Like a chunk of inky ribbon, the mountain street begins its lengthy descent to the shimmering Romsdalsfjord beneath. Gathering velocity, I regulate right into a extra aero place, the blended woodland of deciduous and coniferous bushes flying previous in a blur, progressively giving technique to open pastures awash with yellow flowers and pink blossom. 

After twenty minutes, the street ranges, now flanked by a slender pebble seaside and the occasional barn, painted within the conventional “falu purple” color of Norway (initially comprised of a mining by-product with wonderful anti-weather properties, a components relationship to the seventeenth century). Two small wading birds take flight; seaweed wafts within the air, restoring my focus like smelling salts after the spellbinding descent. For the following 110km, I pedal and freewheel in refreshingly brief bursts, hardly ever straying greater than a stone’s throw from the waterline. The asphalt is sort of flawless, and there’s a complete absence of visitors, leaving me merely to benefit from the parade of jaw-dropping panoramas. 

Cruising with the Storfjorden within the background © Radulph Hart George
Descending through the Norangsdalen valley, towards Hotel Oye
Descending by means of the Norangsdalen valley, in direction of Lodge Oye © Radulph Hart George

Again at my base camp, the Storfjord Lodge, I put the bike away and sink into the out of doors scorching tub with a beer, admiring the views of Norway’s fifth longest fjord. There’s simply time for a restorative therapeutic massage earlier than a meal of native hake with hollandaise, an off-menu pasta dish (knocked up at my request), and chocolate fondant with caramel popcorn to complete. The chef, Ingeborg Valde, was born within the village, a theme I discover repeating as I chat to employees and locals alike. It’s straightforward to see why you’d wish to come again – or by no means go away.

It’s my first go to to the Sunnmøre Alps on Norway’s west coast, a 55-minute flight north-west of Oslo.

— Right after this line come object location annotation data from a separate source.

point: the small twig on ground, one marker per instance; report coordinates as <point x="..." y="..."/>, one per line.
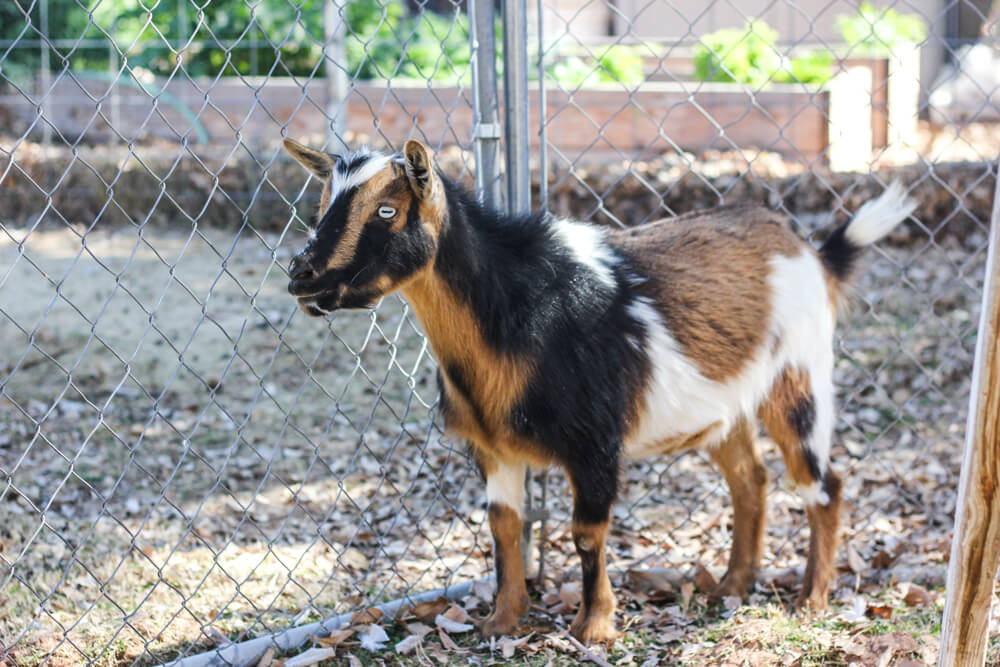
<point x="593" y="657"/>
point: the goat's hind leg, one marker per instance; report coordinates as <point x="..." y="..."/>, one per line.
<point x="799" y="416"/>
<point x="738" y="460"/>
<point x="505" y="497"/>
<point x="594" y="489"/>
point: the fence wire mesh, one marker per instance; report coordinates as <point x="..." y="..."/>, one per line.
<point x="188" y="461"/>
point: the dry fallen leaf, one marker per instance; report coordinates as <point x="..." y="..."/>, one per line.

Etched from glaciers thousands and thousands of years in the past, the fjords plunge as deep as 679m, and the snowy peaks soar as much as 1,700m, typically close to vertically from the water. Regardless of the late-Could days being already lengthy, and fairly heat, one of many locals I journey with recounts his close by snowboarding outing of the day earlier than. It’s apparent that is an adventurer’s paradise. 

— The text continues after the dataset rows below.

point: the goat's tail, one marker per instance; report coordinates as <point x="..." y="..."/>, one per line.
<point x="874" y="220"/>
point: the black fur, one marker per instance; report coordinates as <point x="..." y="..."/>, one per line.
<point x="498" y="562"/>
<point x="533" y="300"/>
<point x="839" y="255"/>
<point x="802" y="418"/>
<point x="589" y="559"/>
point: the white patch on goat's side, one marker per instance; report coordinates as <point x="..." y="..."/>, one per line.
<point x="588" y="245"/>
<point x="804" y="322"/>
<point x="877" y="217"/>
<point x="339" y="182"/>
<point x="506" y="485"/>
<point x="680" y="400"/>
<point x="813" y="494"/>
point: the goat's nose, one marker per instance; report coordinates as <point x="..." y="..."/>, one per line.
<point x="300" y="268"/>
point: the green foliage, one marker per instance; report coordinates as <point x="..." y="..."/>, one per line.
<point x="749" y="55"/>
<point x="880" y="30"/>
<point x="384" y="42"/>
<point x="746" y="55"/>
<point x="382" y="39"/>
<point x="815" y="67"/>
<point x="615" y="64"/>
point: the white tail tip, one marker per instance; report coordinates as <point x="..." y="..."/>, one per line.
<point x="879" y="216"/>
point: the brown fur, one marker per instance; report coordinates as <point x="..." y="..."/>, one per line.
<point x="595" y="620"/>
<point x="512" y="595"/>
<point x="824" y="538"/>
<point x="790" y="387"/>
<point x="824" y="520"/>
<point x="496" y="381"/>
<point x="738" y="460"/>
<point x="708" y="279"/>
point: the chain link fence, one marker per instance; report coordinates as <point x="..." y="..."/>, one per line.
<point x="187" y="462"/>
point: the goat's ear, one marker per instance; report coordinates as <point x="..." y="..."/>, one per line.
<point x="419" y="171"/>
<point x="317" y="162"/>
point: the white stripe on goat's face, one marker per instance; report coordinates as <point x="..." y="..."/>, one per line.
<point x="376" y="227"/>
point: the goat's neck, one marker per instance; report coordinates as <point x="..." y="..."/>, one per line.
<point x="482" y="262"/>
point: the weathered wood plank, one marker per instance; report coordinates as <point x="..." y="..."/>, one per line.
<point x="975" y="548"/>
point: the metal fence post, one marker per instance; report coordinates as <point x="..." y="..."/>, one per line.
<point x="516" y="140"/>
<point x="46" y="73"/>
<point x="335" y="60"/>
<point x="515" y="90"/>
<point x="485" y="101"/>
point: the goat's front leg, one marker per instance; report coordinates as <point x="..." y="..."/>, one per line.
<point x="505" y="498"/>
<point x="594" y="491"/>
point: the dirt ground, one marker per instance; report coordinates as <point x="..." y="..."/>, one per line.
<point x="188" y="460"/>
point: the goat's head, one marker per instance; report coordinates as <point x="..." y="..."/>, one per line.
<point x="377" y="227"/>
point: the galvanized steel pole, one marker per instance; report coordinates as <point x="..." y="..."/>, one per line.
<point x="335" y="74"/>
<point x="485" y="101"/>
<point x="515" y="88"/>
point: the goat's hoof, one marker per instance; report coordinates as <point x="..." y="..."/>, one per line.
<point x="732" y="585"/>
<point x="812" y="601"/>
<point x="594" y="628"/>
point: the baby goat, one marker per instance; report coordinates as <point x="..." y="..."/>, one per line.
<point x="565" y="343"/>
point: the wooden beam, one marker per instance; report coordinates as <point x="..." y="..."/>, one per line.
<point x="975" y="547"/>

It’s a condensed model of Journey The Fjords, a brand new six-day biking journey run by one in every of Norway’s top-end resort house owners and tour operators, 62°Nord. My previous worldwide biking journeys have at all times consisted of the apparent locations in mountainous central Europe; I’ve by no means given Norway a second’s thought. However this problem has promised the final word mix of problem and luxurious, set in a wholly new and clearly dramatic panorama.

The banks of the Storfjorden, which translates as “Great Fjord”
The banks of the Storfjorden, which interprets as “Nice Fjord” © Radulph Hart George

The totally loaded itinerary, which incorporates RIB and helicopter excursions, sees teams of as much as 12 staying between two of 62°Nord’s fjord-side lodges while having fun with fantastic Nordic foods and drinks. All biking wants are overseen: an ex-pro guides alongside the area’s finest routes, and a completely stocked help automobile, full with mechanic, follows all day. Masking 400km with 2,500m of climbing (throughout 5 precise using days), the exertions are designed to be testing however not flat-out gruelling (although if a non-public group is thirsty for extra, further mileage might be factored in).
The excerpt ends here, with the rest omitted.